Lambrecht hatte kurz vor Weihnachten Litauen an der Ostflanke der Nato besucht. Es war ihre erste Einsatzreise. Deutschland ist seit fünf Jahren Führungsnation beim Nato-Einsatz in Litauen und stellt etwa die Hälfte der 1200 Männer und Frauen der multinationalen Einheit. Bundeskanzler Olaf Scholz (SPD) empfängt am Donnerstag die Staats- und Regierungschefs der baltischen Staaten in Berlin. Dabei stehen die Ukraine-Krise und die Sicherheitslage in Osteuropa im Mittelpunkt.

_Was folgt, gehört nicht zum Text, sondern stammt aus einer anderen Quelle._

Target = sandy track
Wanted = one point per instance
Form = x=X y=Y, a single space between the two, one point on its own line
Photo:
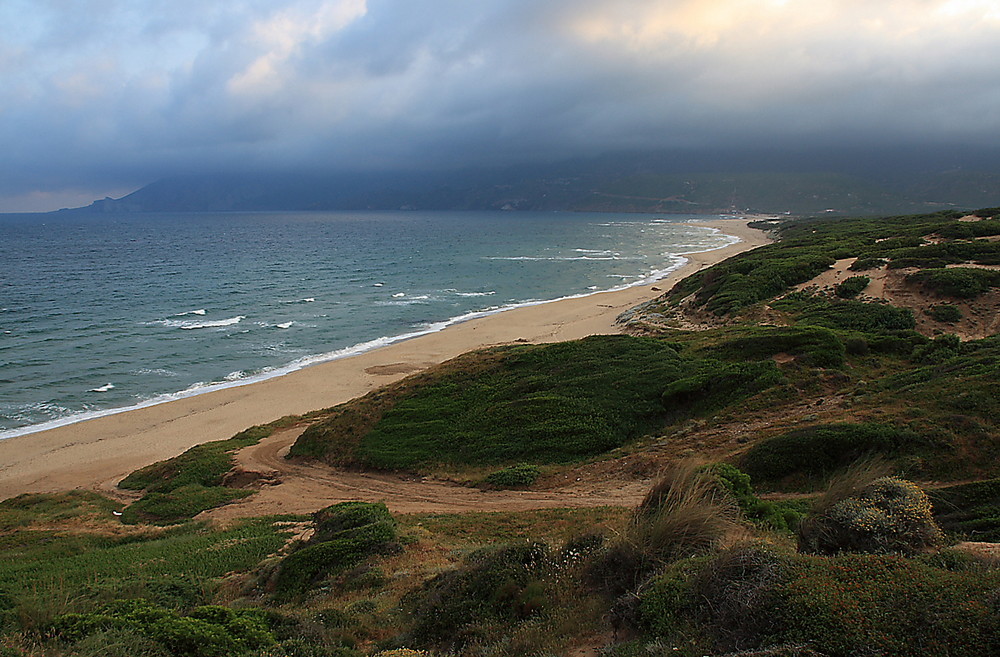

Lambrecht verteidigte das Nein der Bundesregierung, in der angespannten Lage im Ukraine-Konflikt Waffen an Kiew zu liefern. „Es ist seit langem die klare Haltung der Bundesregierung – auch schon in vergangenen Legislaturperioden – dass wir keine Waffen in Krisengebiete liefern, um dort nicht noch weiter zu eskalieren“, sagte die Ministerin.
„Im Ukraine-Konflikt haben wir Verhandlungspartner, die wieder an den Verhandlungstisch gekommen sind – im Nato-Russland-Rat und im Normandie-Format zum Beispiel. Deswegen ist es jetzt unsere Aufgabe zu deeskalieren. Wir wollen diesen Konflikt friedlich lösen“, machte Lambrecht deutlich.